IFA, held this week in Berlin, saw the introduction of a cheaper 5G phone from Samsung at a time the electronics giant has been releasing pricier products. Companies like Motorola and Nokia phone maker HMD vowed to introduce devices next year that cost less than most 5G phones today. Mobile chip giant Qualcomm said it will bring 5G to its cheaper Snapdrogan processors for phones next year, and chip rivals Samsung and Huawei updated their own 5G modems with integrated versions that typically bring down the cost.
5G is touted as a game changing technology, with the ability to dramatically boost the speed and coverage of wireless networks. It can run between 10 and 100 times faster than your typical 4G cellular connection today. And latency, the amount of time between when your phone pings the network and when it responds, is faster than what Wi-Fi provides.

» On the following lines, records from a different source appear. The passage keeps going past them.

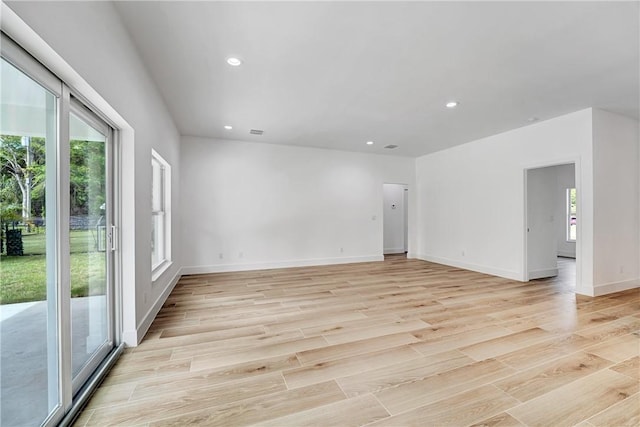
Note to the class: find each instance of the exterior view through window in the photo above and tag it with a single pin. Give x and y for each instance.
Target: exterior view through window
(572, 215)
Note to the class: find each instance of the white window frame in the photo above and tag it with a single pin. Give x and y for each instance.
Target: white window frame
(569, 214)
(161, 186)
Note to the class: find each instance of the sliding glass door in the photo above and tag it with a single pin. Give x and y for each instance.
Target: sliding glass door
(57, 300)
(89, 231)
(29, 338)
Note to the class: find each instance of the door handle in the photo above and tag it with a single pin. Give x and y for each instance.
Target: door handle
(112, 237)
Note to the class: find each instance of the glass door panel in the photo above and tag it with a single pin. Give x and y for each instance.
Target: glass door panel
(89, 210)
(29, 333)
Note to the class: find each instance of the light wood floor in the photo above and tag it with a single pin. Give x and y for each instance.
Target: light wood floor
(400, 342)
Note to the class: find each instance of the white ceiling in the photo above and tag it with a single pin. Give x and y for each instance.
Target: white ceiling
(337, 74)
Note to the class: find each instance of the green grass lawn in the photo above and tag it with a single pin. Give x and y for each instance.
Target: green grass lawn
(23, 278)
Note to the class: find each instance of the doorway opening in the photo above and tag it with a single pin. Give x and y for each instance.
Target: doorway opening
(551, 223)
(395, 219)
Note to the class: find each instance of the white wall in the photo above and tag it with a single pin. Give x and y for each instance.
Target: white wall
(393, 212)
(249, 205)
(566, 178)
(88, 47)
(616, 216)
(541, 223)
(471, 197)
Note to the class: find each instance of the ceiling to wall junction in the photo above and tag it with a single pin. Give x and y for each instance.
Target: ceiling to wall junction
(338, 74)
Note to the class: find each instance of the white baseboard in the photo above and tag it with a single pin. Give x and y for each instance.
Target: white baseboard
(131, 337)
(541, 274)
(567, 254)
(388, 251)
(223, 268)
(609, 288)
(513, 275)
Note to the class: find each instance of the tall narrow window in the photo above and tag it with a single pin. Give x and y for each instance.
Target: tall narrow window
(160, 214)
(572, 215)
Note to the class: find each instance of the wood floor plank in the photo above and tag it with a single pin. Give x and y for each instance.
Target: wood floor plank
(622, 414)
(537, 381)
(354, 348)
(393, 376)
(461, 409)
(619, 348)
(544, 351)
(247, 355)
(263, 408)
(630, 367)
(503, 345)
(205, 378)
(399, 342)
(149, 410)
(375, 330)
(429, 346)
(351, 412)
(500, 420)
(324, 371)
(424, 391)
(622, 326)
(577, 401)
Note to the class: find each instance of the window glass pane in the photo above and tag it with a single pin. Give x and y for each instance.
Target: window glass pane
(572, 214)
(28, 276)
(88, 241)
(157, 240)
(157, 184)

Most of the world’s early 5G phones cost more than $1,000. Samsung’s Galaxy S10 5G and Galaxy Note 10 plus 5G retail for $1,300 which is $400 more than the 4G S10 and $200 more than the 4G Note 10 plus. Samsung also will sell a 5G version of the Galaxy fold that you can buy for the equivalent of $2000 in Korea. It’s not offering a 4G version there, but the US won’t get the 5G model. In the US, the 4G Galaxy Fold costs $1,980.
Most other 5G phones today are also pricey. LG V50 ThinQ costs $1,152 at Sprint and $1,000 at Verozon. The Oppo Reno 5G, which isn’t officially available in the US, costs about $1,030, when converted from its Australian price of AU$1,499. In the UK, it’s sold exclusively via monthly plans through EE, from £49 ($60).